To assist with these efforts, Morales is currently working with Medill School and the Buffett Institute on a 12-part international documentary related to the rights of indigenous peoples, which will be released over the coming years. He is also working with universities and various organizations to identify ways for indigenous students to engage in academia without implying leaving their home and culture, and to restore their governance and territorial rights in the most important biodiversity hotspots, protected areas, and the environmental sensitive areas where world Indigenous Peoples live for millennia.
“I am interested in indigenous peoples because they reveal different vulnerabilities from evolving nation states constitutions, from mainstream western societies, institutions and governance systems that continue displacing Indigenous Peoples from their territories, knowledge systems and resources, while they are actively working for restoring their cultural, economic and political world,” Morales said. “The assimilation or incorporation of indigenous students from tribal communities into the university, I’m conflicted with that part, because that would mean for many of them to leave their reservations forever. So, who’s going to run these reservations in 15 years? I see wonderful examples of some of my friends who are now heads of key tribal organizations, heads of sustainable development programs, some of my own former Indigenous students are very successful leaders in academic programs, research programs. But nonetheless, I see that there are still a lot of individuals in tribal communities not only in the US but around the world who have no opportunities or interests on participating in education, or for whom the assimilation into western culture, and a western university is not an option at all.”
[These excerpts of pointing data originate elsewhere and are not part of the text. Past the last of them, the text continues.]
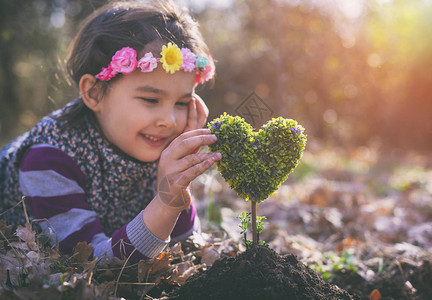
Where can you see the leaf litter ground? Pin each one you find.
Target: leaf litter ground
(358, 220)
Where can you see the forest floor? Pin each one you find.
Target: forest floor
(360, 219)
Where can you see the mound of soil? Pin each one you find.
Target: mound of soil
(258, 273)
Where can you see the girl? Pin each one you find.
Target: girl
(113, 167)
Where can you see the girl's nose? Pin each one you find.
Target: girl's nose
(165, 118)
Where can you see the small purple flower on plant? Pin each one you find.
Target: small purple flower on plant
(255, 143)
(147, 63)
(124, 61)
(217, 125)
(297, 130)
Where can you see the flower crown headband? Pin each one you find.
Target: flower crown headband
(172, 58)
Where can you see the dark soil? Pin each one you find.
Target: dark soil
(402, 282)
(258, 273)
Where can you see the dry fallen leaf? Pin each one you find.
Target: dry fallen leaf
(27, 235)
(82, 252)
(375, 295)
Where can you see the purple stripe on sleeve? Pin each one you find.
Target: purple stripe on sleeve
(46, 207)
(85, 234)
(122, 246)
(185, 221)
(49, 158)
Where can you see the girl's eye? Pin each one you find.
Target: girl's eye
(149, 100)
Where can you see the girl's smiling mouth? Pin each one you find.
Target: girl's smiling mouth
(154, 140)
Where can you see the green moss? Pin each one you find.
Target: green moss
(255, 164)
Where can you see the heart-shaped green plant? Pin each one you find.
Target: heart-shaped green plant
(256, 163)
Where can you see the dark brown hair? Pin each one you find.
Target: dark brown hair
(120, 24)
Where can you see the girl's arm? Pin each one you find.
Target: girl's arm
(176, 169)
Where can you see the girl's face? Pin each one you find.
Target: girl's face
(141, 113)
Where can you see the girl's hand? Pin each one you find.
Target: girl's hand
(197, 114)
(178, 167)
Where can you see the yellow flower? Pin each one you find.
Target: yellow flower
(172, 58)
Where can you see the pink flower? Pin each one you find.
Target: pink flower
(188, 60)
(207, 74)
(147, 63)
(106, 74)
(124, 61)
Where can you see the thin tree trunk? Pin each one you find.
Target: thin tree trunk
(254, 231)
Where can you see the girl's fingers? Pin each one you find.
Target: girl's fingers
(202, 111)
(192, 116)
(186, 135)
(186, 146)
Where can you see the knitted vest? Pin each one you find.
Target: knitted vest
(118, 187)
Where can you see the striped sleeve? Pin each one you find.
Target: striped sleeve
(55, 186)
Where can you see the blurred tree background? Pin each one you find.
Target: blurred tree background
(353, 72)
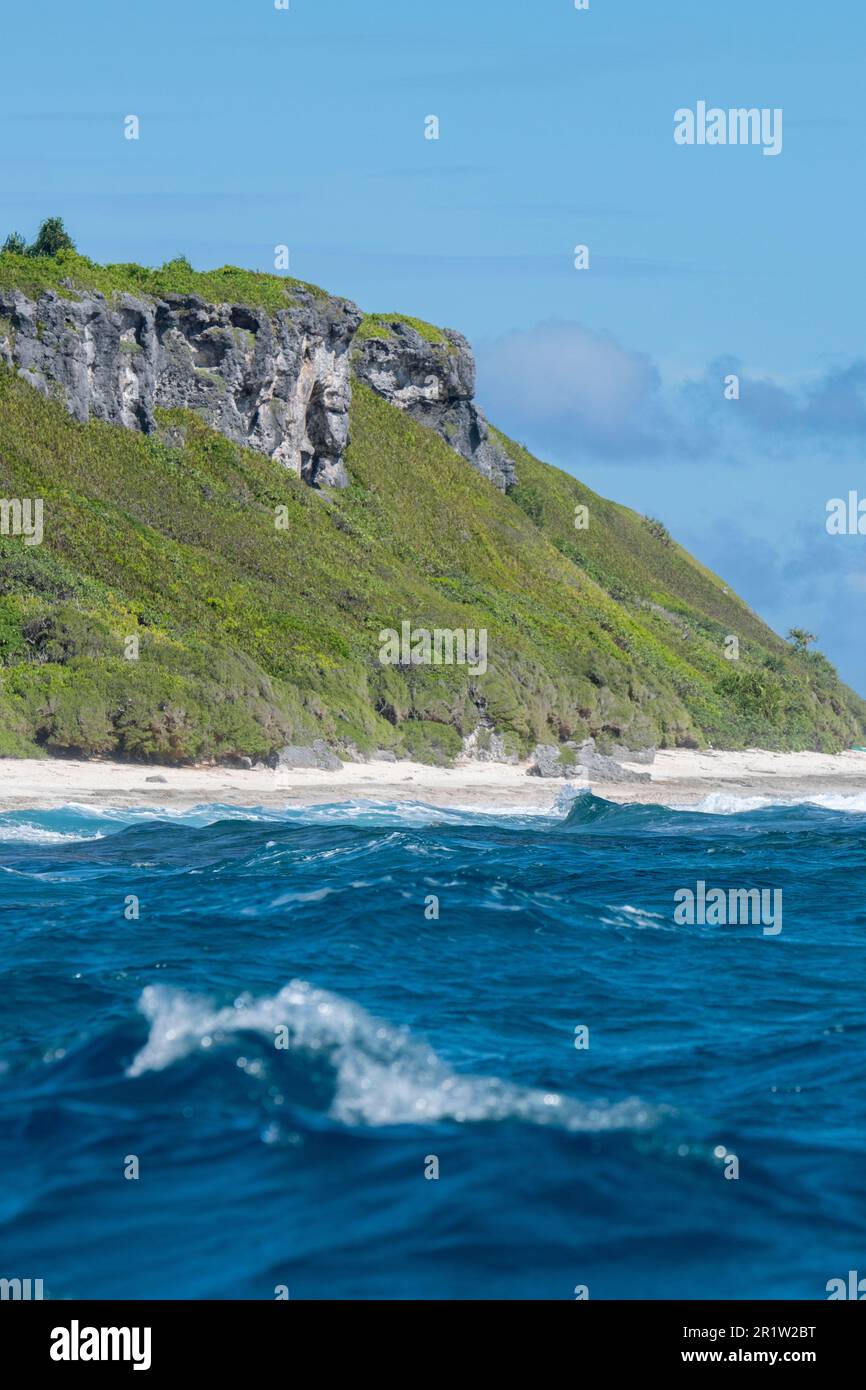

To address this, Morales suggests policies as well as intentional efforts by educational institutions to not only teach indigenous perspectives, but also to play a role in engaging with indigenous peoples’ governance, research, and educational institutions appropriately. Morales notes that this is particularly true when it comes to addressing climate change and environmental issues as they often directly impact indigenous communities, both locally and internationally in complementary ways.
“So, what will be the role of research universities in the close future? I think that needs to be taken into consideration,” Morales said. “We have a good start in the national, regional scope, but how will we incorporate the international side? Because many of those issues are much more directly related to international indigenous communities. Lots of these issues pertain to specifically governance issues and the way in which culture and institutions have informed about consistent issues of displacement in science research and sustainable development, preventing them from meaningful participation in decision making and policies review that affect them directly or indirectly.”
While these issues are complex, Morales is proud to be a part of the conversation and thankful to the Nelson Institute for their efforts in this area as well as the experience his Nelson Institute experience provided.
“I’ve been honored, greatly, hugely honored to be part of the Nelson’s community,” Morales said. “I greatly benefited from two fellowships from the Nelson Institute and as a part of the graduate research community, I was always helped and assisted. For me, one of the greatest honors is my recognition as a scholar. It comes from my affiliation with the Nelson Institute, it proved to me that it is a powerful degree and a powerful source of knowledge and prestige.”